It was always a problem to describe accurately Northern Ireland’s political status. In UK terms it was a region with a devolved and subordinate government. Readers may find the author’s ubiquitous habit of referring to Northern Ireland as a ‘state’ and asserting the existence (and false equivalence) of two states in Ireland a serious distraction. This terminology is contradicted by Lloyd George’s letter of 11 November 1921 to Sir James Craig, explaining why the British government could not stand over the creation of two dominions in Ireland, and that the country’s representation abroad in the League of Nations and Imperial Conference ‘must be preferably Ireland as a whole, or failing the whole, that part of it which has the largest population and area’. The author does quote Lloyd George’s description of the frontier as ‘based neither upon natural features nor broad geographical considerations’ but not his prescient warning that the Irish would never accept what today would be called a hard international border, ‘nor could we conscientiously attempt to enforce it’.

Another feature of the book is the contemptuous chapter headings, beginning with ‘The Tragedy of Two Lunatics’ (coined by a journalist in 1922) and going on to ‘Where is Ireland?’, ‘The Death of Ireland’ and ‘The Unravelling of Ireland’. Compared to trenchant criticisms of Irish nationalism and Ulster unionism, British policy towards Ireland is hardly criticised at all. The author’s view is that by 1918 the British were going to leave Ireland, whilst downplaying strenuous military efforts to crush the Irish rebellion.

Home Rule for the whole of Ireland was potentially a historic compromise, which nationalists had been prepared to accept but which unionists were determined to reject. That rejection and British impotence in the face of their defiance of the law meant that advanced nationalists no longer felt bound by compromise. Since no amount of nationalist moderation would appease adamant Ulster unionist rejection of democratic Irish self-government, however modest, embracing them, it is difficult to argue that proceeding to form an independent state copper-fastened partition. While the author claims that there were many other possible outcomes that could have avoided partition, ‘which took the cherished notion of Irish unity out of Irish unionism itself’, he does not specify any of them. Nor does he acknowledge that they would all have involved Ireland remaining part of the UK, ignoring the 1918 general election result.

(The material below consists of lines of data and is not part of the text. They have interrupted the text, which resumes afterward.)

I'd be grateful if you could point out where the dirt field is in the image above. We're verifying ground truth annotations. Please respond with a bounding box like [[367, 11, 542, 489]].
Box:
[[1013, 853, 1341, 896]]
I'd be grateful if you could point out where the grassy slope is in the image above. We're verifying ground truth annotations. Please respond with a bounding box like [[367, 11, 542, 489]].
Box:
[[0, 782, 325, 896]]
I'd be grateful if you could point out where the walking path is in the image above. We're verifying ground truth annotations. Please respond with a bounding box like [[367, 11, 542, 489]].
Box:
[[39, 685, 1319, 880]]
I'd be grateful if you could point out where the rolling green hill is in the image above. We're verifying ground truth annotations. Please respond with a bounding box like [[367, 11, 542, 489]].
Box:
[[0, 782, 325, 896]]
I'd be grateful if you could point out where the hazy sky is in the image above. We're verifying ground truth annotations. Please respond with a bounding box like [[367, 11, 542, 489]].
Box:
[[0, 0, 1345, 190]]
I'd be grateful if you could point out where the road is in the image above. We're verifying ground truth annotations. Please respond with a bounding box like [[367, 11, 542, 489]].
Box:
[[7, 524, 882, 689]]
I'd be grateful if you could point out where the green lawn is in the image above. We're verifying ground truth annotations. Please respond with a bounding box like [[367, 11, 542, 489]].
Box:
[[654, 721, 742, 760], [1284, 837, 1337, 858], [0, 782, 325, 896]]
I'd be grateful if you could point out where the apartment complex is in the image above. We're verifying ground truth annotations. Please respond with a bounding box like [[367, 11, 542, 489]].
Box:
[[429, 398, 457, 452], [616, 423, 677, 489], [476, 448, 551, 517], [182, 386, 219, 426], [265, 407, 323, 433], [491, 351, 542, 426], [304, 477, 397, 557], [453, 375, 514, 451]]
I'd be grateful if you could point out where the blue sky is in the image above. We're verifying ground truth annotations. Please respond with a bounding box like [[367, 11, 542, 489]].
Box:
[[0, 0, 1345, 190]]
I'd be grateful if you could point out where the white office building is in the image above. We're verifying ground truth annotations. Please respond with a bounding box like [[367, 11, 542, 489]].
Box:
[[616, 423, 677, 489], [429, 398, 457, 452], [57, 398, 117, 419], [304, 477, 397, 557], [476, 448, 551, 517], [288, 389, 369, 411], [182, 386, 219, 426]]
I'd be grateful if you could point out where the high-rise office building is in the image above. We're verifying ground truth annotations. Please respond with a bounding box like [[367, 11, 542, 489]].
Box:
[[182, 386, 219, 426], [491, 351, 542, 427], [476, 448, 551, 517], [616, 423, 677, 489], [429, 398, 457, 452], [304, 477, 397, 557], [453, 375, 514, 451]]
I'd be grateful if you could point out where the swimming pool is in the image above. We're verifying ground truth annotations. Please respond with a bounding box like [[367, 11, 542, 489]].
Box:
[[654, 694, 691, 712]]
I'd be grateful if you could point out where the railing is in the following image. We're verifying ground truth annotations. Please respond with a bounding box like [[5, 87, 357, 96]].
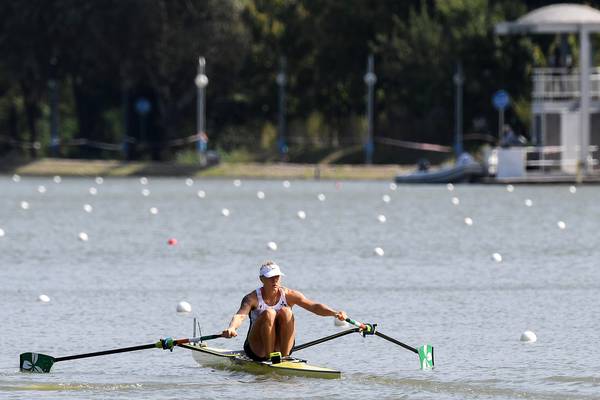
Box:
[[532, 67, 600, 100], [524, 146, 599, 171]]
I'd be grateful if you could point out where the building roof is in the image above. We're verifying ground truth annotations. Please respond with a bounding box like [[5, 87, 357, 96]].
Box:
[[496, 3, 600, 35]]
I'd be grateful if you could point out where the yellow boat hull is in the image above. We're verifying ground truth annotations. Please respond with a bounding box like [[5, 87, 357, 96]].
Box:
[[181, 343, 342, 379]]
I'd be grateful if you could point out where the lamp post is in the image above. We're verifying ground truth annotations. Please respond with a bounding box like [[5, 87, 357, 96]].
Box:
[[48, 57, 60, 157], [364, 54, 377, 164], [194, 57, 208, 156], [275, 57, 287, 160], [135, 97, 152, 158], [453, 61, 465, 157]]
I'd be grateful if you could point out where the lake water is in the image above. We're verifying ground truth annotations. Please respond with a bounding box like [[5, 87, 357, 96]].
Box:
[[0, 176, 600, 399]]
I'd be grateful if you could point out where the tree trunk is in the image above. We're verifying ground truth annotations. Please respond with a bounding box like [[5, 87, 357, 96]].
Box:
[[21, 81, 39, 158]]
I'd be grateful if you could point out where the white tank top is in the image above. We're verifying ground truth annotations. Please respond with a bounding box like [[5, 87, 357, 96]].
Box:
[[250, 288, 287, 325]]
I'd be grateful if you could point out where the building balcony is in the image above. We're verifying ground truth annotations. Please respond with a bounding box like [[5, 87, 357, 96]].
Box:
[[532, 67, 600, 102]]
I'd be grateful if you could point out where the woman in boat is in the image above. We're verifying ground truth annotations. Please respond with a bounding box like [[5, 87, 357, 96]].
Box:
[[223, 261, 346, 361]]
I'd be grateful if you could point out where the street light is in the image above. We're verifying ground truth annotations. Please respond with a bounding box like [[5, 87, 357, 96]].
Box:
[[48, 57, 60, 157], [364, 54, 377, 164], [194, 57, 208, 155], [275, 57, 287, 160], [453, 61, 465, 158]]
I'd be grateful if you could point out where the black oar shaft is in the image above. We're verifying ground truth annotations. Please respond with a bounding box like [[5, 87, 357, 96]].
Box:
[[54, 343, 156, 361], [375, 331, 419, 354], [292, 328, 360, 351], [54, 334, 222, 362]]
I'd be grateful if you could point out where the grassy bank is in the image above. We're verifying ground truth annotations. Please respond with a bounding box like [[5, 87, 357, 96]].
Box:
[[0, 158, 414, 180]]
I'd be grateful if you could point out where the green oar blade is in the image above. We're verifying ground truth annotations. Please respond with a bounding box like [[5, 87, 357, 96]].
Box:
[[419, 344, 434, 369], [19, 353, 54, 373]]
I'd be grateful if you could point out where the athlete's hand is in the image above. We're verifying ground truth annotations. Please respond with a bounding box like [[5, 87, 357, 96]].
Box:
[[335, 311, 348, 321], [221, 328, 237, 339]]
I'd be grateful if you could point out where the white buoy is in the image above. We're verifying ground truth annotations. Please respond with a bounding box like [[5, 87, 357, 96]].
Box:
[[177, 301, 192, 314], [521, 331, 537, 343], [38, 294, 50, 303]]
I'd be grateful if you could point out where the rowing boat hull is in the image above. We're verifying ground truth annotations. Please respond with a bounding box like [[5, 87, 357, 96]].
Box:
[[181, 343, 342, 379]]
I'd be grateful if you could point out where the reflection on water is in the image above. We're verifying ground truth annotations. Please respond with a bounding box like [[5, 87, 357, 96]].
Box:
[[0, 176, 600, 399]]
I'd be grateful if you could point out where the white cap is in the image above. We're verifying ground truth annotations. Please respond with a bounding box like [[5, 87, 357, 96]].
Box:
[[259, 264, 285, 278]]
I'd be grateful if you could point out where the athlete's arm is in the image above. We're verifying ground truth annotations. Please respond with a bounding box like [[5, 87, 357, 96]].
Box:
[[222, 292, 258, 338], [286, 289, 346, 321]]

The interesting part of the book focuses on the refugee problem, principally nationalists fleeing Northern Ireland in the first half of 1922 and the intensity of violence, especially in Belfast. The psychology of the Belfast boycott and of the attempt to destabilise the Northern Ireland border by covert military attacks, perhaps to help avert civil war further south, was badly misjudged. Equally misjudged was the belief that pressure on or intimidation of Protestants or Protestant institutions in the area of the Free State would either alleviate attacks on northern Catholics or influence the British government to moderate its Treaty stance, as if they cared.

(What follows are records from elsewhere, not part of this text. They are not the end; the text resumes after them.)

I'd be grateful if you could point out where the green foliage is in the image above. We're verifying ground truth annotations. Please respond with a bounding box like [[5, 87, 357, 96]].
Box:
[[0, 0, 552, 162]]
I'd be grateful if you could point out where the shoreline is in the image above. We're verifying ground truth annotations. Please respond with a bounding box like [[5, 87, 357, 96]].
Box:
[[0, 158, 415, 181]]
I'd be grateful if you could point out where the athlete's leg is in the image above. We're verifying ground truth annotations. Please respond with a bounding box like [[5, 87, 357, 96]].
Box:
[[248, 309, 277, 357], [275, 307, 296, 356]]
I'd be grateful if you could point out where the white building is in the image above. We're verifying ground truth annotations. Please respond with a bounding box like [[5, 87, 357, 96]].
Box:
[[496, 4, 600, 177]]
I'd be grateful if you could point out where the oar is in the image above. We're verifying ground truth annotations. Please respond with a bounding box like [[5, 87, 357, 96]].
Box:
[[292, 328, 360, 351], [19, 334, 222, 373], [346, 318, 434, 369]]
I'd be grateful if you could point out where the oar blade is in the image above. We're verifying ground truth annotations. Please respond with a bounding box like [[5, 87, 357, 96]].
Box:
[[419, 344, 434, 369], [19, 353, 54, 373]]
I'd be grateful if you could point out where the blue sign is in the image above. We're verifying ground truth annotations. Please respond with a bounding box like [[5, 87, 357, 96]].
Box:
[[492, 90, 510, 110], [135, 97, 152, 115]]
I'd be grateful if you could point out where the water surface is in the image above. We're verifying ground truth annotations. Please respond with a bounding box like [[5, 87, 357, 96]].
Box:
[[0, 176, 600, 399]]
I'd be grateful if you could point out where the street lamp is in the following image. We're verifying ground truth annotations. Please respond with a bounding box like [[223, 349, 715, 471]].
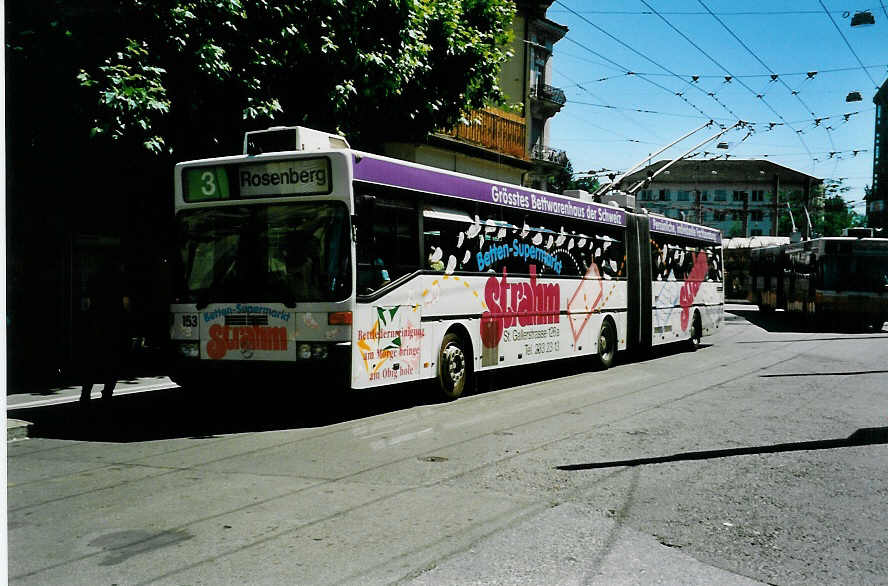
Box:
[[851, 10, 876, 27]]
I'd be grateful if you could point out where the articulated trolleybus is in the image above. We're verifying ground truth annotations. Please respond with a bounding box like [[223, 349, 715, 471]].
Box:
[[170, 127, 724, 398], [749, 228, 888, 330]]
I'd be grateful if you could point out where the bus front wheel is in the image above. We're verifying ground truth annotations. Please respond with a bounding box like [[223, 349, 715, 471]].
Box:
[[595, 319, 617, 370], [688, 311, 703, 352], [438, 332, 472, 399]]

The Irish revolution, while costly, was limited in scale and duration compared with other experiences in Europe. The interwar years were difficult for practically every democracy. There was more continuity than is often acknowledged, including in all-Ireland sporting, cultural and religious institutions. While Northern Ireland has survived nearly 100 years intact, the only credit that the author gives the Free State is for balancing its budget early on! Partition has been much softened by the Peace Process and the European Single Market combined. The principal Irish objective in the Brexit negotiations has been to preserve that improvement. If partition was a profound failure, the author remains discreet about what could have replaced it.